Cretinismo liberal – acreditar que uma empresa privada como o Whatsapp poderia tomar medidas efetivas contra a disseminação de notícias falsas, como se pudesse ser guardiã desinteressada da verdade.

Depois que a porta foi arrombada e a casa assaltada, o Whatsapp bloqueou 100 mil contas do seu aplicativo por terem sido usadas para disseminar as notícias falsas. Poucos meses atrás, antes ainda da campanha eleitoral começar oficialmente, o Facebook (empresa proprietária do Whatsapp) já tinha derrubado dezenas de páginas e perfis, ligadas ao MBL, pela disseminação sistemática de mentiras escabrosas. Tudo inútil, porque o estrago já estava feito. A ação tardia das empresas responsáveis por essas redes sociais ao bloquear alguns usuários maliciosos serve apenas para passar a imagem de que não são omissas e estão fazendo alguma coisa a respeito.

Mark Zuckerberg, dono do Facebook, já teve que prestar esclarecimentos perante o Congresso estadunidense por conta do uso dessas mesmas ferramentas para disseminar notícias falsas durante a campanha eleitoral vencida por Trump em 2016. Depois dessa sabatina, a eleição brasileira é a principal campanha de grande porte na qual a confiabilidade das redes sociais é testada e novamente fracassa terrivelmente. Nem o Facebook nem o Whatsapp têm condições de fiscalizar o conteúdo que circula nas suas redes. Legalmente, nem sequer poderiam fazer isso, já que significaria uma atividade editorial, que mudaria a classificação dessas plataformas, de modo que passariam a ser tratadas como emissores de conteúdo (como se fossem uma emissora de TV ou jornal), com implicações regulatórias, fiscais, etc. Para não serem enquadrados, o face e o zap têm que permanecer neutros, mas isso ao mesmo tempo abre a brecha para que a rede seja explorada maliciosamente por disseminadores de notícias falsas.

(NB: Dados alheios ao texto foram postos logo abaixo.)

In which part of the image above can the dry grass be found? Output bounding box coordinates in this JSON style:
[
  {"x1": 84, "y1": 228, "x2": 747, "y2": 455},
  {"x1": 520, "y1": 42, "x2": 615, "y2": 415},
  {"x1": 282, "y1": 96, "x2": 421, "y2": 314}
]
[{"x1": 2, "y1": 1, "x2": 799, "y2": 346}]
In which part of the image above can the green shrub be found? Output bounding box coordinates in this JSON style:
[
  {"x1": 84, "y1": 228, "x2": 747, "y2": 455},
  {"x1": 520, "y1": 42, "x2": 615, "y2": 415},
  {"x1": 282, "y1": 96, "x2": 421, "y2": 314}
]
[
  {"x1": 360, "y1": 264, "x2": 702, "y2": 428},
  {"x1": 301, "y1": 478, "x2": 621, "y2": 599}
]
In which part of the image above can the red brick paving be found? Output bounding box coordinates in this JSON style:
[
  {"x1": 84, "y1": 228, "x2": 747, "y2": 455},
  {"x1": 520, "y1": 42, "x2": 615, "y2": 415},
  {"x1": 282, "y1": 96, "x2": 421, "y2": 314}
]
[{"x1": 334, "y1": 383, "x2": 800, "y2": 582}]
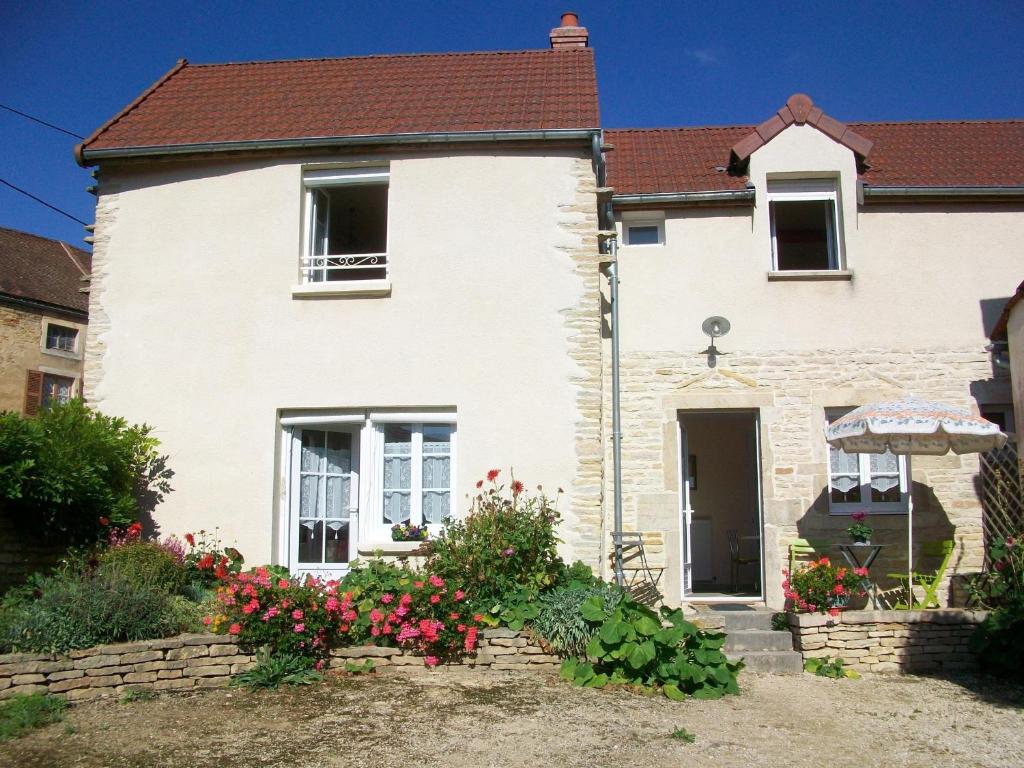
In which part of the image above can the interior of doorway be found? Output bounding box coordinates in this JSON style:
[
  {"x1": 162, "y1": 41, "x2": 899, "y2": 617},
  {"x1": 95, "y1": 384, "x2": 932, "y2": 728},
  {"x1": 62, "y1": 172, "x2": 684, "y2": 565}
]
[{"x1": 679, "y1": 410, "x2": 763, "y2": 601}]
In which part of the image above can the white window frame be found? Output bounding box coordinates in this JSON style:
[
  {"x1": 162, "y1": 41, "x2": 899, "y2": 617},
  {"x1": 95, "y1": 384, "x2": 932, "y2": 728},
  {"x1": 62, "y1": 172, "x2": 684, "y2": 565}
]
[
  {"x1": 278, "y1": 409, "x2": 456, "y2": 574},
  {"x1": 768, "y1": 180, "x2": 841, "y2": 271},
  {"x1": 300, "y1": 166, "x2": 390, "y2": 286},
  {"x1": 621, "y1": 211, "x2": 665, "y2": 247},
  {"x1": 826, "y1": 409, "x2": 909, "y2": 515},
  {"x1": 367, "y1": 417, "x2": 457, "y2": 542}
]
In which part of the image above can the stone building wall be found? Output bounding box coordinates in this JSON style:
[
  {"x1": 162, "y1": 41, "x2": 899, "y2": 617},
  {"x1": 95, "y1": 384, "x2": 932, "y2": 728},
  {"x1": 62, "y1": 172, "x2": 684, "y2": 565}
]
[
  {"x1": 789, "y1": 609, "x2": 986, "y2": 673},
  {"x1": 602, "y1": 345, "x2": 1006, "y2": 608},
  {"x1": 0, "y1": 629, "x2": 558, "y2": 702}
]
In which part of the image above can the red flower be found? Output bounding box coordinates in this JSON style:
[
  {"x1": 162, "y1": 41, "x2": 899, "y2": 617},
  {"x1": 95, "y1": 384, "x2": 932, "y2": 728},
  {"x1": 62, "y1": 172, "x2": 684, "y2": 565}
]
[
  {"x1": 185, "y1": 532, "x2": 195, "y2": 546},
  {"x1": 511, "y1": 480, "x2": 524, "y2": 496},
  {"x1": 98, "y1": 517, "x2": 110, "y2": 526},
  {"x1": 475, "y1": 480, "x2": 484, "y2": 489},
  {"x1": 214, "y1": 564, "x2": 228, "y2": 579},
  {"x1": 197, "y1": 553, "x2": 215, "y2": 570},
  {"x1": 486, "y1": 469, "x2": 500, "y2": 482},
  {"x1": 128, "y1": 522, "x2": 142, "y2": 533}
]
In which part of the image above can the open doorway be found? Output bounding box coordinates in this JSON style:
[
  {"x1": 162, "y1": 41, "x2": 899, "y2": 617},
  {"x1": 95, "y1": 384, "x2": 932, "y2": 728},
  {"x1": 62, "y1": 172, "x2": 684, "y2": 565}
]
[{"x1": 678, "y1": 410, "x2": 764, "y2": 602}]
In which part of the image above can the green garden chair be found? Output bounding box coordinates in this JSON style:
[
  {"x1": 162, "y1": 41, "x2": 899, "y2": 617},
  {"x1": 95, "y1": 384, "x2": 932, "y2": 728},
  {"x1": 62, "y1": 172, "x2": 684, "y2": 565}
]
[
  {"x1": 788, "y1": 538, "x2": 829, "y2": 575},
  {"x1": 886, "y1": 540, "x2": 954, "y2": 609}
]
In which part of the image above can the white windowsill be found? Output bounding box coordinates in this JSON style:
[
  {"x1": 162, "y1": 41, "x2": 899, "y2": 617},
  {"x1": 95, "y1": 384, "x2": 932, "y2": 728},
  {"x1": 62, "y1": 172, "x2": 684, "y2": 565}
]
[
  {"x1": 42, "y1": 348, "x2": 82, "y2": 361},
  {"x1": 292, "y1": 279, "x2": 391, "y2": 298},
  {"x1": 767, "y1": 270, "x2": 853, "y2": 282}
]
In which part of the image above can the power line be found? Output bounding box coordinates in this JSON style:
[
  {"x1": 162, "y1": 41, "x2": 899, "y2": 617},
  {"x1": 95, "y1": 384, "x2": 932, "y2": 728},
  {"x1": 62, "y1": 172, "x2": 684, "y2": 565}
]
[
  {"x1": 0, "y1": 177, "x2": 88, "y2": 226},
  {"x1": 0, "y1": 103, "x2": 84, "y2": 140}
]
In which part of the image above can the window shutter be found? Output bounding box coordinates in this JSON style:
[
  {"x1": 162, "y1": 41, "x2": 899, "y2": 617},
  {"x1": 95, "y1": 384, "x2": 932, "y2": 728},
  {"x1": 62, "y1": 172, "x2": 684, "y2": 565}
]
[{"x1": 24, "y1": 370, "x2": 43, "y2": 416}]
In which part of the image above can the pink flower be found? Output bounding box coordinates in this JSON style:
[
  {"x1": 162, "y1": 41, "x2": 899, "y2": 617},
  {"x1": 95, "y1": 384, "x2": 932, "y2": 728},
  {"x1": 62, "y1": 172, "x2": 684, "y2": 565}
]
[
  {"x1": 228, "y1": 623, "x2": 241, "y2": 635},
  {"x1": 501, "y1": 547, "x2": 515, "y2": 558},
  {"x1": 293, "y1": 623, "x2": 305, "y2": 633},
  {"x1": 457, "y1": 624, "x2": 466, "y2": 633},
  {"x1": 454, "y1": 590, "x2": 465, "y2": 601},
  {"x1": 291, "y1": 609, "x2": 304, "y2": 620},
  {"x1": 414, "y1": 581, "x2": 424, "y2": 589},
  {"x1": 424, "y1": 656, "x2": 439, "y2": 668},
  {"x1": 429, "y1": 575, "x2": 444, "y2": 588},
  {"x1": 371, "y1": 626, "x2": 381, "y2": 637},
  {"x1": 267, "y1": 606, "x2": 279, "y2": 618},
  {"x1": 370, "y1": 608, "x2": 384, "y2": 623},
  {"x1": 828, "y1": 607, "x2": 840, "y2": 617},
  {"x1": 851, "y1": 511, "x2": 867, "y2": 522},
  {"x1": 381, "y1": 593, "x2": 394, "y2": 604},
  {"x1": 465, "y1": 626, "x2": 479, "y2": 653},
  {"x1": 202, "y1": 615, "x2": 212, "y2": 626},
  {"x1": 396, "y1": 606, "x2": 410, "y2": 617},
  {"x1": 854, "y1": 567, "x2": 868, "y2": 577},
  {"x1": 278, "y1": 579, "x2": 290, "y2": 589},
  {"x1": 400, "y1": 593, "x2": 413, "y2": 606},
  {"x1": 429, "y1": 594, "x2": 440, "y2": 604},
  {"x1": 449, "y1": 612, "x2": 460, "y2": 620}
]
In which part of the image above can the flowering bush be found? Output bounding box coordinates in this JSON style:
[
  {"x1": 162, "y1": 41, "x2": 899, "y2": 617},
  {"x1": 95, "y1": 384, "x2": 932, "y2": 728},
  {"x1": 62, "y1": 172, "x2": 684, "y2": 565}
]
[
  {"x1": 968, "y1": 533, "x2": 1023, "y2": 680},
  {"x1": 391, "y1": 523, "x2": 429, "y2": 542},
  {"x1": 783, "y1": 557, "x2": 867, "y2": 616},
  {"x1": 427, "y1": 470, "x2": 564, "y2": 610},
  {"x1": 206, "y1": 567, "x2": 355, "y2": 668},
  {"x1": 846, "y1": 511, "x2": 873, "y2": 543},
  {"x1": 183, "y1": 530, "x2": 244, "y2": 587}
]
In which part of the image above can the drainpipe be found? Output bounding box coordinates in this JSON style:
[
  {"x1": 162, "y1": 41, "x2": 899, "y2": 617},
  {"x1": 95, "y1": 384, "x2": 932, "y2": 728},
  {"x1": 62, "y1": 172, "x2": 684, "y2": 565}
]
[{"x1": 606, "y1": 235, "x2": 624, "y2": 587}]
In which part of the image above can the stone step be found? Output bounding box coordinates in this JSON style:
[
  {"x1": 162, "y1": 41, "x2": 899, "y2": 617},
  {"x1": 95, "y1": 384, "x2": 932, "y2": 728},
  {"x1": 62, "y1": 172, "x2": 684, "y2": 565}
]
[
  {"x1": 733, "y1": 650, "x2": 804, "y2": 675},
  {"x1": 723, "y1": 629, "x2": 795, "y2": 653},
  {"x1": 706, "y1": 611, "x2": 775, "y2": 631}
]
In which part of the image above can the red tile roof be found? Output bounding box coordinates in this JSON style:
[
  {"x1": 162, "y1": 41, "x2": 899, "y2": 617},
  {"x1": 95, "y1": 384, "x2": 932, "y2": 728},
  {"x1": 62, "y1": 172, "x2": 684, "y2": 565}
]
[
  {"x1": 991, "y1": 279, "x2": 1024, "y2": 340},
  {"x1": 79, "y1": 49, "x2": 599, "y2": 159},
  {"x1": 607, "y1": 120, "x2": 1024, "y2": 195},
  {"x1": 0, "y1": 227, "x2": 91, "y2": 315}
]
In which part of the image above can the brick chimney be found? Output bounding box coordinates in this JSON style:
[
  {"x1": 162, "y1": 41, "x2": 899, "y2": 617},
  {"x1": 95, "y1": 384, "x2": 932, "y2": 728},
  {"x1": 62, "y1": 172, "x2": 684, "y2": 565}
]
[{"x1": 549, "y1": 12, "x2": 588, "y2": 48}]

Uma empresa capitalista se preocupa com o lucro apenas, não importa quais as consequências. Quando os estragos são muito grandes e podem afetar sua imagem, as empresas tomam somente medidas formais e tardias, mas nada que tenha efeitos materiais e concretos para sanar os danos das suas ações e omissões. As empresas capitalistas vendem desde armas nucleares a agrotóxicos, produzem poluentes de todos os tipos, destroem o meio ambiente e envenenam as pessoas, já há séculos. Não há porque acreditar que deixariam também de envenenar a mente das pessoas.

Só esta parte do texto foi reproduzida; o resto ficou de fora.